The regulator has opened up consultation on the regulation of medical device software, including software that functions as a medical device in its own right (SaMD). It says the existing regulatory framework for medical devices does not adequately cover standalone software, including smartphone apps, that can monitor, diagnose or treat disease.
In particular, the TGA has noted that anyone in Australia can now download powerful software with device-like functionality from app stores, bypassing oversight by the Australian Register of Therapeutic Goods (ARTG).
“SaMD that is not included in the ARTG does not undergo any scrutiny of its supporting evidence including the certification of the manufacturer where required. In addition, it cannot be monitored for ongoing safety, quality and performance; and post-market actions such as recalls or suspension cannot be enforced where necessary for public health and safety.”
“With the easy access to technology today, millions of Australians could be downloading and using a SaMD product. The personal importation provisions were not intended to enable the importation of therapeutic goods in large volumes without TGA oversight.”
Proposed regulatory changes include:
- SaMD to be classified according to the potential harm they could cause.
- SaMD to be included in the ARTG and excluded from the personal importation provisions.
- Overseas products to have an Australian sponsor.

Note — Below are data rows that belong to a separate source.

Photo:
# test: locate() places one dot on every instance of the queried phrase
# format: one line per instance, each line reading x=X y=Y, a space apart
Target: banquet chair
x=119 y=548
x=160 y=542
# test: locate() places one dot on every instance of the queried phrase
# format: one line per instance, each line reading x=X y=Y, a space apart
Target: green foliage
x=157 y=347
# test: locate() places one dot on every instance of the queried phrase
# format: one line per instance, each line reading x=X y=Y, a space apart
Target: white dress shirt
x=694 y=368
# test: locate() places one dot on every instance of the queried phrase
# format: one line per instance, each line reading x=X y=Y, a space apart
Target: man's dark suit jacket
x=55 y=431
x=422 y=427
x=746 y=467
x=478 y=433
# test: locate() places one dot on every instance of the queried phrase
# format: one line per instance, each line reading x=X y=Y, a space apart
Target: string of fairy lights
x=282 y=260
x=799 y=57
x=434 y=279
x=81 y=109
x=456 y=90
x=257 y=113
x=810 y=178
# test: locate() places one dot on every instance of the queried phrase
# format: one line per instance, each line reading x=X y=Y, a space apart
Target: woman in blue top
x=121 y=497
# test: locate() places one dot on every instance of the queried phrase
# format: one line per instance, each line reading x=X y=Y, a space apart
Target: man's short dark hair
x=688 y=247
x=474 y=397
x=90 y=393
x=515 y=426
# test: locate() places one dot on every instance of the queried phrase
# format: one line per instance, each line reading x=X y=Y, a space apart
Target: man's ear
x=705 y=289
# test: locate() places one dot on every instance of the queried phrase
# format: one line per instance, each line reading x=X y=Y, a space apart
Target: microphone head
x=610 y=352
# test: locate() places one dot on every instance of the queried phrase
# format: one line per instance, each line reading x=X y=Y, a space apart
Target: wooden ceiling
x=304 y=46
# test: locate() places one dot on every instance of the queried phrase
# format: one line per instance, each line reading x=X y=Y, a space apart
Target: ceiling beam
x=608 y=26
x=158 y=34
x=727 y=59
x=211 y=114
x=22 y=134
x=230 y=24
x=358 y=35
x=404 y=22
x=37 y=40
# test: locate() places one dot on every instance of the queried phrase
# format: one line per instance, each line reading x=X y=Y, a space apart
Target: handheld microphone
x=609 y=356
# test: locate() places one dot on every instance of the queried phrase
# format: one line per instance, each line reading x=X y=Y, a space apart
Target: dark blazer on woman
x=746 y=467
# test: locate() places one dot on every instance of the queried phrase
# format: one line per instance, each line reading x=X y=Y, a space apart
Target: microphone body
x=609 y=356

- Requirements for demonstrating safety and performance of all software.
The TGA said software that calculates medicine doses or apps that purport to make a diagnosis of melanoma based on AI or machine learning of skin lesion images were examples of SaMD that present a moderate or high risk to consumers.
“Such devices should be subject to third party oversight that is commensurate with the risk they represent to patients,” the TGA said in its background document.
It said any changes will ‘where possible’ be in line with international best practice.
General health and lifestyle apps are not included in the regulatory reform.